Mr. Siegan is the author of Land Use Without Zoning and many articles on the subject. He practiced law for 20 years in Chicago before moving in 1973 to La Jolla, California where he is professor of law at the University of San Diego Law School.
My tale this month is about a much abused species: people who buy and sell land, the so-called land speculators. The moral of my story is that persons earning money in private industry usually serve necessary and useful roles in the economy.
This is hardly the popular conception of land speculators. At some zoning hearings I have attended, confessed burglars, bombers and safe-crackers would have received more sympathetic consideration. Yet, the speculators were there performing as socially useful a purpose as anyone else present.
Currently that species is much in need of good cheer, for its business is terrible. With construction at one of the lowest levels in recent years, the market in land is unusually poor. While quotes on land prices appear to be escalating, buyers are scarce, and if there is a serious need to sell, prices have to be shaved sharply.
Keeping the land means paying real estate taxes and, for many, exceedingly high interest rates on purchase loans, often 20 to 25 percent and more, even for those obtained in better days. Credit crunches make nonsense of the notion that land speculation invariably brings huge profits.
But then, no business venture is free of risk. All businessmen seek to buy low and sell high, and they do not always succeed. This is as true of the shoe store owner as of the farmer, banker and builder. It is indeed difficult to determine the line where investment ends and speculation begins.
Land speculators, however, are thought to be different. Supposedly they are wealthy gamblers who exert no labor or effort on the land, and their presence operates only to raise prices. These assumptions are wrong, as I shall explain.

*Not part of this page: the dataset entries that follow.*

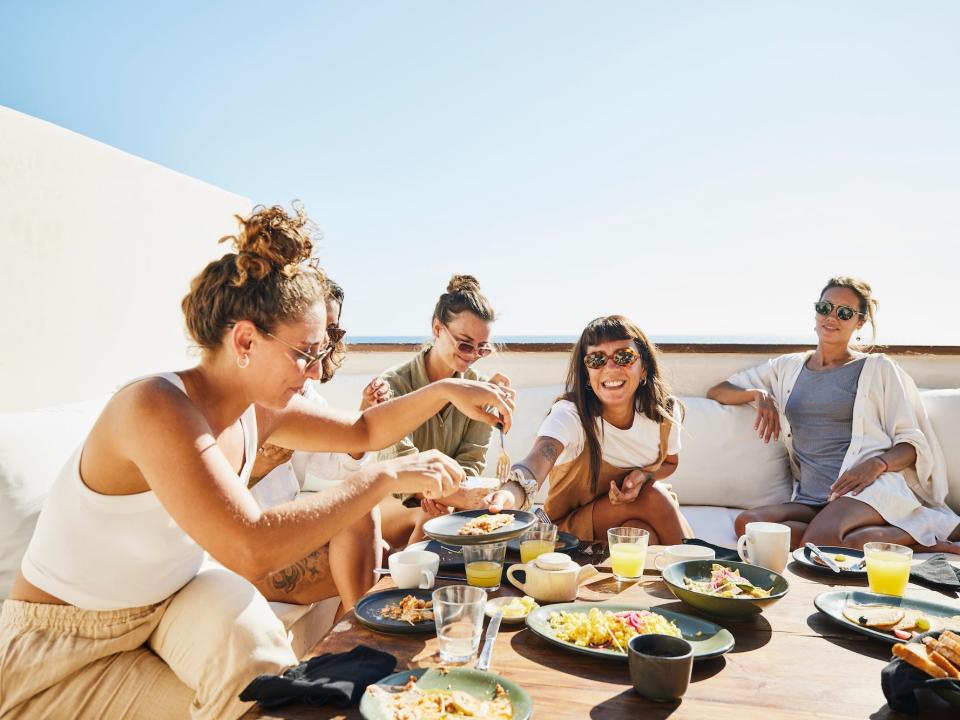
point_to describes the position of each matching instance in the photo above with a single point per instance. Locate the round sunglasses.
(844, 312)
(624, 357)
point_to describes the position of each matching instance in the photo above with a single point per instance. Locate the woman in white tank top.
(161, 478)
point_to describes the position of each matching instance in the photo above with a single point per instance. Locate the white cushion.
(34, 446)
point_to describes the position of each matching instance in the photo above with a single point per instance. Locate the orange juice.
(530, 550)
(888, 572)
(628, 559)
(484, 573)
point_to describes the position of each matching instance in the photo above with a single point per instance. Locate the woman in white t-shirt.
(611, 436)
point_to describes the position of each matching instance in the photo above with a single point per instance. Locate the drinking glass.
(536, 541)
(888, 567)
(458, 614)
(484, 565)
(628, 552)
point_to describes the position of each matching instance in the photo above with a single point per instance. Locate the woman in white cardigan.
(867, 463)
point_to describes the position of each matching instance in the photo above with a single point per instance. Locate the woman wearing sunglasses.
(867, 464)
(608, 439)
(113, 613)
(461, 326)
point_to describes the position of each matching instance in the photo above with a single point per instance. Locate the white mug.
(766, 545)
(682, 553)
(414, 568)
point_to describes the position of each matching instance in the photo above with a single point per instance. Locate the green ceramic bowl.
(721, 607)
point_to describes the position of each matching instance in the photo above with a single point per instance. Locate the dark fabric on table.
(722, 552)
(900, 681)
(336, 678)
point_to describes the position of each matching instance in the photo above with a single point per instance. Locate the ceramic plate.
(708, 639)
(445, 528)
(475, 682)
(805, 558)
(368, 610)
(832, 604)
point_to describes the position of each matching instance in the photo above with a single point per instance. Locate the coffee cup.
(660, 666)
(682, 553)
(414, 568)
(765, 544)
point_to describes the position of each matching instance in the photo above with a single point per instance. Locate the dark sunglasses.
(825, 307)
(624, 357)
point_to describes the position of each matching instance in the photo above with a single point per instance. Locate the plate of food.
(397, 611)
(445, 694)
(887, 617)
(475, 527)
(725, 589)
(604, 629)
(847, 559)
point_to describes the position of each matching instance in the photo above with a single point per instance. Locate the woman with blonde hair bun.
(112, 614)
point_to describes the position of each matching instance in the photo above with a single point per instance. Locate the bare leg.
(796, 516)
(653, 510)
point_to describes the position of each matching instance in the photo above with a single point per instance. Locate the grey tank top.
(820, 412)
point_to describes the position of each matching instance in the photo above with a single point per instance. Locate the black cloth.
(900, 681)
(722, 552)
(336, 678)
(936, 572)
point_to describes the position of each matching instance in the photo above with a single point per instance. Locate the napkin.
(336, 678)
(722, 552)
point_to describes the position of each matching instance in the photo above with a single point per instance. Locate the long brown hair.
(652, 398)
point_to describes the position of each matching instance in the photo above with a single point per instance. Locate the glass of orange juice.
(888, 567)
(628, 552)
(539, 539)
(484, 565)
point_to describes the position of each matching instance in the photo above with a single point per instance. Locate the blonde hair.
(265, 281)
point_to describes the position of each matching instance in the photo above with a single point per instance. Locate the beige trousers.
(187, 657)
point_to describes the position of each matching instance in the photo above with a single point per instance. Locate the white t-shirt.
(637, 446)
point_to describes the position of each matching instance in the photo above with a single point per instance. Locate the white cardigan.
(887, 410)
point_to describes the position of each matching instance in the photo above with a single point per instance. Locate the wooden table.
(790, 662)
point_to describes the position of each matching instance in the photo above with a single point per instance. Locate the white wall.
(97, 248)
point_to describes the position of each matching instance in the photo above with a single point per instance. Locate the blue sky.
(700, 166)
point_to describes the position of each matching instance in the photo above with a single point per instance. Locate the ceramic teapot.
(552, 577)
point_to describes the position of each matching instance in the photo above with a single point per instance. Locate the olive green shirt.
(449, 431)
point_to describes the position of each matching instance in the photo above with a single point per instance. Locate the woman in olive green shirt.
(461, 334)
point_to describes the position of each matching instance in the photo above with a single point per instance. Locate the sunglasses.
(825, 307)
(624, 357)
(481, 350)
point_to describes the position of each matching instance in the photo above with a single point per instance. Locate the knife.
(827, 560)
(484, 662)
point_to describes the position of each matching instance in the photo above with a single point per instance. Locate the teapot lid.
(553, 561)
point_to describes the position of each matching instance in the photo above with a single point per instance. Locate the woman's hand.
(473, 399)
(376, 392)
(632, 485)
(857, 478)
(767, 423)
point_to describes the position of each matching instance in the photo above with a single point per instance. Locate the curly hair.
(266, 281)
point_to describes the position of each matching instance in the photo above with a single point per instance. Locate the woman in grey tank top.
(850, 453)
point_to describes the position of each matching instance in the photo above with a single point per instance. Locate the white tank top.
(107, 552)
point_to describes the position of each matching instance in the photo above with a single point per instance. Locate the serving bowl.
(730, 608)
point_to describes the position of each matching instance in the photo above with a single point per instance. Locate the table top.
(790, 662)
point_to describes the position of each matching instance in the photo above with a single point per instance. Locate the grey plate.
(445, 528)
(475, 682)
(711, 641)
(832, 604)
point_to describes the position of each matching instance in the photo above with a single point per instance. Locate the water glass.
(888, 567)
(458, 613)
(628, 552)
(484, 564)
(539, 539)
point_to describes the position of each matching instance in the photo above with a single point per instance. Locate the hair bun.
(463, 283)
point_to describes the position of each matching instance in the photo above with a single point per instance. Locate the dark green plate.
(721, 607)
(480, 684)
(832, 604)
(708, 640)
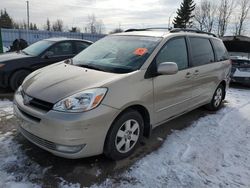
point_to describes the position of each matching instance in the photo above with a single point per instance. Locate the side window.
(174, 51)
(80, 46)
(202, 51)
(220, 50)
(62, 48)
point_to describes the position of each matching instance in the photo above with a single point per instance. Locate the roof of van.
(58, 39)
(164, 32)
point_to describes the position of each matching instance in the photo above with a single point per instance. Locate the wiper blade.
(90, 67)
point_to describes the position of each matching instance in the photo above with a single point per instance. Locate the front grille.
(38, 140)
(30, 116)
(43, 105)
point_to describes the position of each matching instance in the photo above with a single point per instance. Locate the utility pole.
(28, 15)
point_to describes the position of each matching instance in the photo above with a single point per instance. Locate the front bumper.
(51, 129)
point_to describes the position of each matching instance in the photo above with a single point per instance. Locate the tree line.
(214, 17)
(206, 16)
(93, 25)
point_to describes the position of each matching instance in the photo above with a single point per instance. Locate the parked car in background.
(15, 66)
(240, 72)
(119, 89)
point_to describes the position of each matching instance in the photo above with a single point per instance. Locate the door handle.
(196, 72)
(188, 75)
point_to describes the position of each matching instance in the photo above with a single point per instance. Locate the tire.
(17, 78)
(217, 99)
(124, 135)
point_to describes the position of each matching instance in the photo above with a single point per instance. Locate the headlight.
(82, 101)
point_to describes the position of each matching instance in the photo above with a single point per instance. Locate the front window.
(38, 47)
(117, 54)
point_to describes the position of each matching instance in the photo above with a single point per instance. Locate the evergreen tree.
(5, 20)
(184, 14)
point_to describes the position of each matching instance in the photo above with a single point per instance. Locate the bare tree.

First, there are many people of middle income, and probably some of lower income, who buy for resale vacant lots and acreage. They also invest in groups or buy stock in corporations that purchase land. Considered a hedge against inflation, many have preferred this form of investment to stocks, bonds and savings deposits.
Farmers and people who inherit land automatically become land speculators as the prospect of development appears. Some surveys of speculators in other commodities have shown that housewives, retired persons and people in many occupations and professions are much involved in buying and selling futures.
Second, unlike those in other fields, speculators in land frequently act as middlemen, preparing it for sale to builders. They subdivide, rezone, clear title problems, install roads and utilities, each of which can be a lengthy and costly process. They buy large tracts and sell off smaller parcels.
Cities, towns and major developments have been created in this manner by speculators. Houston, Texas, for example, began as a land speculation in 1836 in a low-lying swamp area.
Builders do engage in the same activities, but it requires considerable capital and time seldom available to small and middle-sized concerns. Warehousing and processing land can be costly and burdensome to large builders as well. Consequently many, perhaps most, builders find it advantageous to pay the middleman’s mark-up rather than buy raw land at a lower price.
Third, land speculators provide a price floor for developable land. They create much larger markets than would exist if only builders purchased land, allowing farmers and other owners greater opportunities to convert their properties into cash.
In times such as the present, speculators make up a substantial part of whatever urban land market exists and prevent the bottom dropping out. By the same token, in better times, their eagerness to unload at a profit serves to hold prices down. Moreover, in readying it for construction purposes, speculators expand the supply of land available for immediate use, reducing the price below what it would otherwise be.
Thus, speculators tend to keep prices from rising too high or falling too low. The higher prices they create at one end of the process are likely to be more than offset by lower ones they cause at the other end. They add stability to the market and reduce price fluctuations, thereby lowering the risks of land ownership.
If the reader still condemns the land speculator, he should consider the only alternative: more government intervention and control. That action would further curtail but, due to constitutional property rights, could not eliminate speculation. The result would be less competition and even greater profits for those speculators who remain in the market.